La maison mozabite traditionnelle

plan des etages maison mozabite

Schéma publié dans le magazine documentaire Bibliothèque de Travail – 1991 (d’après un schéma d’André Ravereau ?)

Vue de l’extérieur, les maisons sont disposées en gradins et serrées les unes contre les autres. Leur masse est aérée et allégée par des rangées d’arcades. A l’origine, les peintures des murs aux tons pastels (bleu, vert, ocre…) ne sont pas prévues pour embellir mais pour atténuer la réverbération du soleil.

 

Les matériaux de construction

Les matériaux de construction de la maison sont des matériaux naturels :

Le toub

Ce sont des briques d’argile, fabriquées très facilement sur le chantier de construction. Séché au soleil, le toub a une excellente qualité iso thermique.

Le timchent

C’est une sorte de plâtre obtenu après quelques heures de cuisson de gypse local. Il sert à faire les joints entre les briques et les pierres. Comme la terre, il peut être manié à la main sans truelle. Lui aussi a des qualités iso thermiques.

Le palmier

C’est avec son bois que l’on fabrique des portes et des poutres.
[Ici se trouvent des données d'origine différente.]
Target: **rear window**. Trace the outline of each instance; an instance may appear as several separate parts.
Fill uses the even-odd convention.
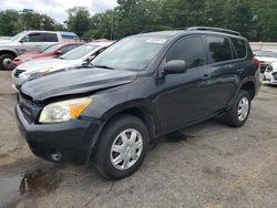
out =
[[[215,62],[223,62],[232,60],[232,52],[229,41],[224,37],[207,37],[207,46],[209,60]]]
[[[235,50],[237,52],[237,58],[238,59],[243,59],[246,56],[246,43],[245,43],[245,40],[242,40],[242,39],[235,39],[235,38],[232,38],[230,39],[234,46],[235,46]]]
[[[43,42],[58,42],[58,37],[55,33],[44,33]]]

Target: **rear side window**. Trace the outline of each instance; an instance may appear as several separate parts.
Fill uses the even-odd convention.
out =
[[[72,39],[78,39],[76,35],[70,35],[70,34],[62,34],[62,39],[69,39],[69,40],[72,40]]]
[[[235,50],[237,52],[237,58],[238,59],[243,59],[246,56],[246,43],[245,43],[245,40],[242,40],[242,39],[235,39],[235,38],[232,38],[230,39],[234,46],[235,46]]]
[[[42,42],[41,33],[30,33],[28,38],[29,38],[28,42]]]
[[[44,33],[43,42],[58,42],[58,37],[55,33]]]
[[[232,60],[229,40],[224,37],[206,37],[208,55],[213,63]]]
[[[188,67],[197,67],[205,63],[202,37],[192,37],[178,41],[166,55],[166,62],[184,60]]]

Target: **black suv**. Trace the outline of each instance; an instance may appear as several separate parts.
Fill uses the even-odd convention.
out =
[[[92,160],[113,179],[162,135],[216,115],[242,126],[260,86],[247,40],[216,28],[127,37],[92,64],[27,82],[16,112],[35,155]]]

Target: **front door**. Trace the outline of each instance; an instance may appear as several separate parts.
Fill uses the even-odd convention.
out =
[[[160,84],[162,132],[167,133],[207,115],[213,89],[212,67],[205,65],[206,53],[202,35],[184,38],[170,50],[165,62],[184,60],[188,70],[167,74]]]

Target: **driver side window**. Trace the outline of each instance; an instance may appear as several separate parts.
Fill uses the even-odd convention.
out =
[[[173,60],[184,60],[188,69],[204,65],[205,51],[202,37],[185,38],[177,41],[166,55],[166,62]]]
[[[42,42],[42,34],[41,33],[30,33],[27,37],[27,42]]]

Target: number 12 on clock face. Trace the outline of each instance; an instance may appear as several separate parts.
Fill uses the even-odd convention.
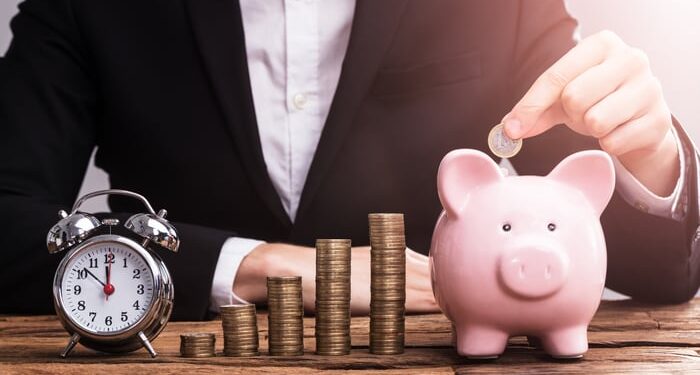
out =
[[[153,302],[153,273],[146,260],[123,244],[100,242],[75,254],[61,280],[68,318],[94,334],[113,334],[137,324]]]

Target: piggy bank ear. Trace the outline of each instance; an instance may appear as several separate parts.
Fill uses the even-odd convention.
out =
[[[438,169],[438,196],[447,216],[459,216],[474,188],[502,178],[498,165],[481,151],[460,149],[445,155]]]
[[[615,167],[603,151],[589,150],[568,156],[547,176],[580,190],[598,215],[615,191]]]

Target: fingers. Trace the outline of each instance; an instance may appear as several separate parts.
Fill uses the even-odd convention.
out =
[[[561,95],[568,117],[575,122],[582,121],[588,109],[629,82],[629,77],[648,68],[643,56],[636,52],[616,55],[576,77]]]
[[[525,96],[507,116],[517,120],[506,124],[506,132],[512,138],[531,136],[537,120],[553,104],[559,101],[566,86],[576,77],[593,66],[602,63],[612,50],[622,44],[619,37],[611,32],[601,32],[584,39],[537,78]],[[540,133],[547,126],[540,124]]]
Le palmier est l’arbre dont toute partie a son utilité à Ghardaia. Ainsi, le régime de dattes sec et débarrassé de ses fruits est employé pour l’application des enduits sur les murs.
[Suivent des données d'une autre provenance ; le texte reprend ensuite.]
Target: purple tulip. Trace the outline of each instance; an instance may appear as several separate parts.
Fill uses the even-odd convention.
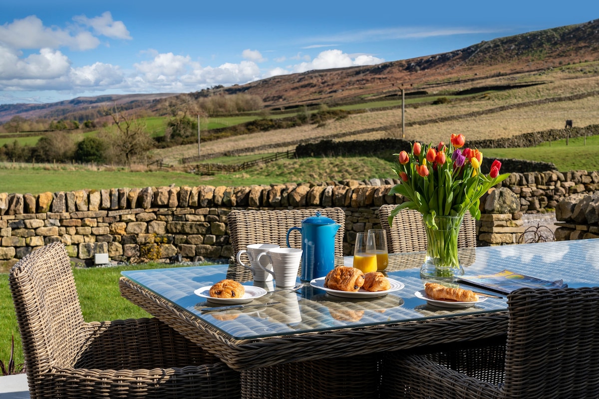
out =
[[[455,163],[458,167],[461,167],[466,162],[466,157],[462,155],[462,151],[459,149],[455,150],[452,154],[451,160]]]

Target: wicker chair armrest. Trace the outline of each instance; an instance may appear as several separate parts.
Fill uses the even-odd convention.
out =
[[[31,383],[31,382],[30,382]],[[239,399],[239,373],[222,363],[137,370],[54,368],[36,376],[32,397]]]
[[[395,388],[418,392],[422,397],[444,399],[493,399],[500,390],[489,383],[447,368],[419,355],[407,355],[395,361],[398,373]],[[415,397],[421,397],[415,395]],[[408,397],[412,397],[408,395]]]
[[[216,363],[216,357],[156,318],[85,323],[77,367],[146,368]]]

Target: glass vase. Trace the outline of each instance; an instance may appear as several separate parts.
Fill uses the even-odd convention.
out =
[[[464,268],[458,257],[458,235],[464,216],[437,216],[436,227],[428,226],[426,259],[420,269],[422,277],[450,279],[464,275]]]

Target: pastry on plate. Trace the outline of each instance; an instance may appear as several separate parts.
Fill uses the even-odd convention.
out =
[[[210,294],[213,298],[243,298],[246,289],[237,281],[221,280],[210,287]]]
[[[359,269],[339,266],[329,272],[324,286],[331,290],[356,292],[364,284],[364,273]]]
[[[477,302],[479,300],[479,296],[470,290],[451,288],[434,282],[427,282],[424,288],[429,298],[437,300],[456,302]]]
[[[362,288],[366,291],[387,291],[391,289],[391,283],[380,272],[370,272],[364,275],[364,285]]]

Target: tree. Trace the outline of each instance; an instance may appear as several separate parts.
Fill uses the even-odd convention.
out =
[[[8,133],[19,133],[23,131],[27,122],[27,120],[23,117],[16,115],[4,124],[4,129]]]
[[[168,121],[165,135],[167,140],[181,142],[186,138],[195,137],[197,132],[198,121],[180,112]]]
[[[77,144],[75,160],[101,163],[106,159],[106,144],[100,138],[90,136]]]
[[[66,162],[72,159],[75,145],[64,132],[44,135],[34,147],[32,157],[38,162]]]
[[[113,121],[111,126],[103,129],[99,136],[108,144],[107,160],[117,163],[124,161],[130,166],[134,162],[146,159],[147,152],[153,147],[146,124],[119,112],[116,106],[112,109],[105,109],[104,112]]]

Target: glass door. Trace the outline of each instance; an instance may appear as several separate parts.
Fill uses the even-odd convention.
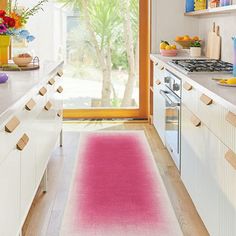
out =
[[[58,0],[66,11],[64,116],[147,118],[148,0]]]

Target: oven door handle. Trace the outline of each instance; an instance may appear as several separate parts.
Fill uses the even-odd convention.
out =
[[[160,94],[162,95],[162,97],[165,98],[166,101],[168,101],[168,103],[173,106],[173,107],[179,107],[180,103],[179,102],[174,102],[167,94],[169,94],[168,92],[164,91],[164,90],[160,90]]]

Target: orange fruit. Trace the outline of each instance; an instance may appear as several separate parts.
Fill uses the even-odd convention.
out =
[[[181,40],[183,40],[183,37],[177,36],[177,37],[175,38],[175,40],[176,40],[176,41],[181,41]]]
[[[199,41],[199,37],[198,37],[198,36],[194,36],[194,37],[193,37],[193,40],[194,40],[194,41]]]

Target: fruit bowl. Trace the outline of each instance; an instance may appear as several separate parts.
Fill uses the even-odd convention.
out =
[[[19,54],[18,56],[13,57],[13,62],[20,67],[29,65],[32,60],[33,58],[29,54]]]
[[[190,39],[190,40],[175,40],[175,42],[178,43],[180,46],[182,46],[184,49],[189,49],[191,44],[196,42],[196,41],[200,42],[200,40],[193,40],[193,39]]]
[[[171,49],[171,50],[161,49],[160,52],[161,52],[161,55],[164,57],[176,57],[178,54],[177,49]]]

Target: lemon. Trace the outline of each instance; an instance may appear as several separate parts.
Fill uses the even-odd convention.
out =
[[[227,84],[236,84],[236,78],[228,79]]]
[[[165,49],[166,49],[166,46],[167,46],[167,44],[164,43],[164,42],[162,42],[162,43],[160,44],[160,49],[165,50]]]
[[[171,48],[171,46],[170,45],[167,45],[166,46],[166,50],[171,50],[172,48]]]

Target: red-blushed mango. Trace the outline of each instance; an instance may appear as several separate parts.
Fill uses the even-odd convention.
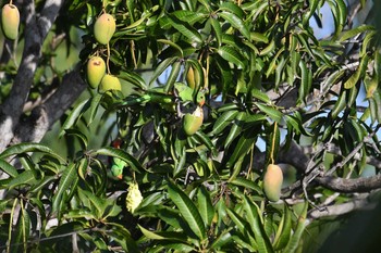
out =
[[[121,81],[116,76],[106,74],[100,81],[99,92],[103,93],[108,90],[122,90]]]
[[[115,33],[116,24],[112,15],[101,14],[94,24],[94,36],[101,45],[107,45]]]
[[[16,39],[19,35],[20,12],[16,5],[5,4],[1,10],[1,27],[8,39]]]
[[[190,114],[185,114],[183,118],[183,129],[187,136],[194,135],[202,125],[204,112],[201,106],[197,106]]]
[[[270,164],[263,177],[263,191],[266,197],[273,202],[279,201],[283,184],[283,173],[280,166]]]
[[[106,63],[100,56],[93,56],[87,62],[86,67],[87,83],[93,88],[98,88],[100,81],[106,75]]]

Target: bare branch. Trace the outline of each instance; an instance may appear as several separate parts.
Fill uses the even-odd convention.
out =
[[[86,84],[78,71],[67,73],[56,92],[45,103],[35,107],[29,117],[19,124],[12,143],[39,142],[85,88]]]
[[[63,0],[48,0],[36,17],[35,2],[25,1],[23,13],[25,13],[25,46],[21,65],[14,79],[12,90],[1,106],[0,112],[0,151],[4,150],[14,136],[14,129],[23,113],[24,103],[27,100],[33,77],[38,61],[41,56],[42,42],[59,13]]]
[[[371,177],[360,177],[354,179],[344,179],[332,176],[317,177],[315,181],[322,187],[336,192],[369,192],[381,188],[381,174]]]
[[[327,216],[336,216],[336,215],[343,215],[347,214],[355,210],[361,210],[361,208],[371,208],[374,207],[376,203],[368,199],[368,194],[362,194],[357,199],[353,199],[352,201],[348,201],[343,204],[336,204],[336,205],[330,205],[325,206],[324,208],[314,208],[308,213],[309,219],[317,219],[321,217]]]

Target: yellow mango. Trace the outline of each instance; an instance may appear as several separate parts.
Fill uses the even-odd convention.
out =
[[[112,15],[105,13],[94,24],[94,36],[101,45],[107,45],[115,33],[116,24]]]
[[[93,88],[98,88],[106,74],[106,63],[100,56],[93,56],[87,62],[87,83]]]
[[[202,107],[197,106],[190,114],[185,114],[183,118],[183,129],[187,136],[194,135],[202,125],[204,112]]]
[[[100,81],[99,92],[103,93],[108,90],[122,90],[121,81],[116,76],[106,74]]]
[[[19,35],[20,12],[19,9],[9,3],[1,10],[1,27],[8,39],[16,39]]]
[[[283,184],[283,173],[280,166],[270,164],[263,177],[263,191],[266,197],[273,202],[279,201]]]

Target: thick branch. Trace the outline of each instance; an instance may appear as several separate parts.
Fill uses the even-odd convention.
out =
[[[368,197],[368,194],[366,194],[365,197]],[[311,210],[308,213],[308,218],[317,219],[317,218],[327,217],[327,216],[343,215],[343,214],[347,214],[352,211],[361,210],[365,207],[367,207],[367,208],[373,207],[370,205],[372,202],[368,198],[365,198],[365,197],[354,199],[354,200],[348,201],[348,202],[343,203],[343,204],[330,205],[330,206],[325,206],[325,207],[320,208],[320,210],[318,210],[318,208]]]
[[[27,100],[33,85],[38,61],[41,55],[42,42],[54,22],[63,0],[48,0],[36,18],[35,3],[25,1],[22,13],[25,13],[25,46],[21,65],[14,79],[10,96],[4,101],[0,112],[0,151],[4,150],[14,136],[13,130],[23,113],[24,103]]]
[[[78,71],[66,74],[56,92],[44,104],[34,109],[29,117],[19,124],[12,143],[39,142],[85,88],[86,84]]]
[[[343,193],[369,192],[381,188],[381,174],[371,177],[360,177],[354,179],[336,178],[332,176],[317,177],[315,181],[330,190]]]

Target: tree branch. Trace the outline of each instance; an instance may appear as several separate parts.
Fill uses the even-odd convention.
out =
[[[373,205],[370,205],[370,204]],[[346,203],[343,204],[336,204],[336,205],[330,205],[330,206],[325,206],[323,208],[314,208],[311,211],[309,211],[308,213],[308,218],[309,219],[317,219],[317,218],[321,218],[321,217],[327,217],[327,216],[336,216],[336,215],[343,215],[343,214],[347,214],[352,211],[355,210],[360,210],[360,208],[370,208],[370,207],[374,207],[376,203],[371,202],[368,199],[368,194],[364,194],[360,195],[357,199],[353,199]]]
[[[86,87],[78,69],[67,73],[56,92],[17,125],[12,144],[26,141],[39,142]]]
[[[381,174],[371,177],[360,177],[354,179],[344,179],[332,176],[317,177],[315,181],[327,189],[351,193],[351,192],[369,192],[381,188]]]
[[[25,1],[23,13],[25,13],[25,46],[21,65],[14,79],[11,92],[0,111],[0,152],[7,148],[14,136],[14,129],[23,113],[24,103],[27,100],[33,77],[38,61],[41,56],[42,42],[59,13],[63,0],[48,0],[36,18],[35,2]]]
Quel que soit le climat extérieur, la température des pièces de la maison varie très peu grâce aux murs de toub et de timchent. Cette qualité des constructions en terre suscite de plus en plus l’intérêt des architectes modernes.
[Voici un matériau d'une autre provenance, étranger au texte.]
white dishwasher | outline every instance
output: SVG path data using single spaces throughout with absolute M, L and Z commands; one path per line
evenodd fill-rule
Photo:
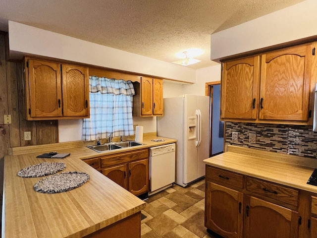
M 150 192 L 152 195 L 175 182 L 175 144 L 150 148 Z

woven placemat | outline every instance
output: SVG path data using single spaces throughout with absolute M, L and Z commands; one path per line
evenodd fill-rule
M 36 178 L 56 174 L 65 169 L 63 163 L 43 162 L 33 165 L 22 169 L 18 172 L 18 175 L 23 178 Z
M 90 176 L 84 172 L 63 172 L 42 178 L 34 184 L 34 190 L 43 193 L 66 192 L 87 182 Z

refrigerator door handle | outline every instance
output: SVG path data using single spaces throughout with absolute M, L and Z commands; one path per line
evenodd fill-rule
M 195 146 L 197 147 L 199 144 L 199 137 L 200 137 L 200 130 L 199 130 L 199 111 L 198 110 L 196 109 L 196 111 L 195 112 L 195 114 L 196 116 L 196 141 L 195 142 Z
M 198 146 L 199 146 L 202 142 L 202 112 L 199 109 L 198 109 L 198 113 L 199 113 L 199 124 L 198 127 L 199 130 L 199 140 Z

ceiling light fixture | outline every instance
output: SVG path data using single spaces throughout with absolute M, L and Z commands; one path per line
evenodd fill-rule
M 187 66 L 189 65 L 190 64 L 196 63 L 202 61 L 200 60 L 197 60 L 196 59 L 189 57 L 188 54 L 188 53 L 187 51 L 183 52 L 183 59 L 182 60 L 178 60 L 174 61 L 172 62 L 177 64 L 181 64 L 182 65 Z

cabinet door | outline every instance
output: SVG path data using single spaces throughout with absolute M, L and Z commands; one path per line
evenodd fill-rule
M 223 63 L 221 118 L 257 118 L 259 69 L 259 56 Z
M 149 159 L 131 162 L 129 168 L 129 191 L 137 195 L 149 191 Z
M 242 237 L 242 192 L 208 181 L 205 204 L 206 227 L 225 238 Z
M 141 79 L 141 107 L 142 115 L 152 115 L 153 105 L 152 78 L 142 77 Z
M 71 64 L 62 67 L 63 116 L 89 116 L 88 68 Z
M 261 57 L 260 119 L 308 120 L 311 44 Z
M 32 118 L 61 117 L 60 64 L 31 59 L 28 62 L 30 88 L 29 92 L 25 93 L 29 97 L 29 108 L 26 108 L 29 116 Z
M 246 196 L 246 238 L 298 237 L 298 213 L 250 196 Z
M 119 165 L 104 169 L 103 174 L 121 187 L 128 189 L 128 179 L 126 165 Z
M 163 80 L 153 79 L 153 115 L 163 115 Z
Visite intérieure d’une maison

Poussons discrètement l’épaisse porte de bois qui ferme l’entrée. D’abord, nous ne verrons pas grand chose parce qu’une chicane dissimule les autres pièces aux regards.

Puis, un couloir débouche dans le tizefrit (salle des femmes) également destiné à certains actes religieux.

plan interieur maison mozabite

Schéma publié dans le magazine documentaire Bibliothèque de Travail – 1991

Les pièces du rez-de-chaussée (chambre, réserve des vivres…) se répartissent autour d’un espace central, appelé « ouastdar », où l’on cuisine et prend les repas.

Une ouverture, chebek, pratiquée dans son plafond, distribue une lumière douce.

 

Un étroit escalier de pierre nous conduit au premier étage qui est divisé en plusieurs parties :
– au centre, un espace sans plafond appelé « tirrarghet », lieu de séjour agréable au printemps ou à l’automne ;
– ouvrant sur celui-ci par des arcades, une chambre à plafond, ikomar ;
– le salon, laali, disposant d’entrées indépendantes pour que les invités puissent entrer et sortir sans importuner les femmes de la maison.

Au second étage, une terrasse (plafond des pièces du premier) entoure la maison sur trois côtés : elle est bordée de murs de 1,50 m de hauteur, remparts contre les regards indiscrets. Cette large terrasse sert de chambre à ciel ouvert pour toute la famille pendant les chaudes nuits d’été.

En guise de meubles, des niches sont façonnées dans l’épaisseur des murs. Quelques étagères et le coffre de la mariée peint de fleurs naïves apportent une touche de couleurs qui tranche avec les murs blancs. Les fenêtres sont rares et petites, tant dans un souci de préserver l’intimité de la famille que dans un souci de conserver la fraîcheur de l’intérieur pendant la longue et étouffante période estivale.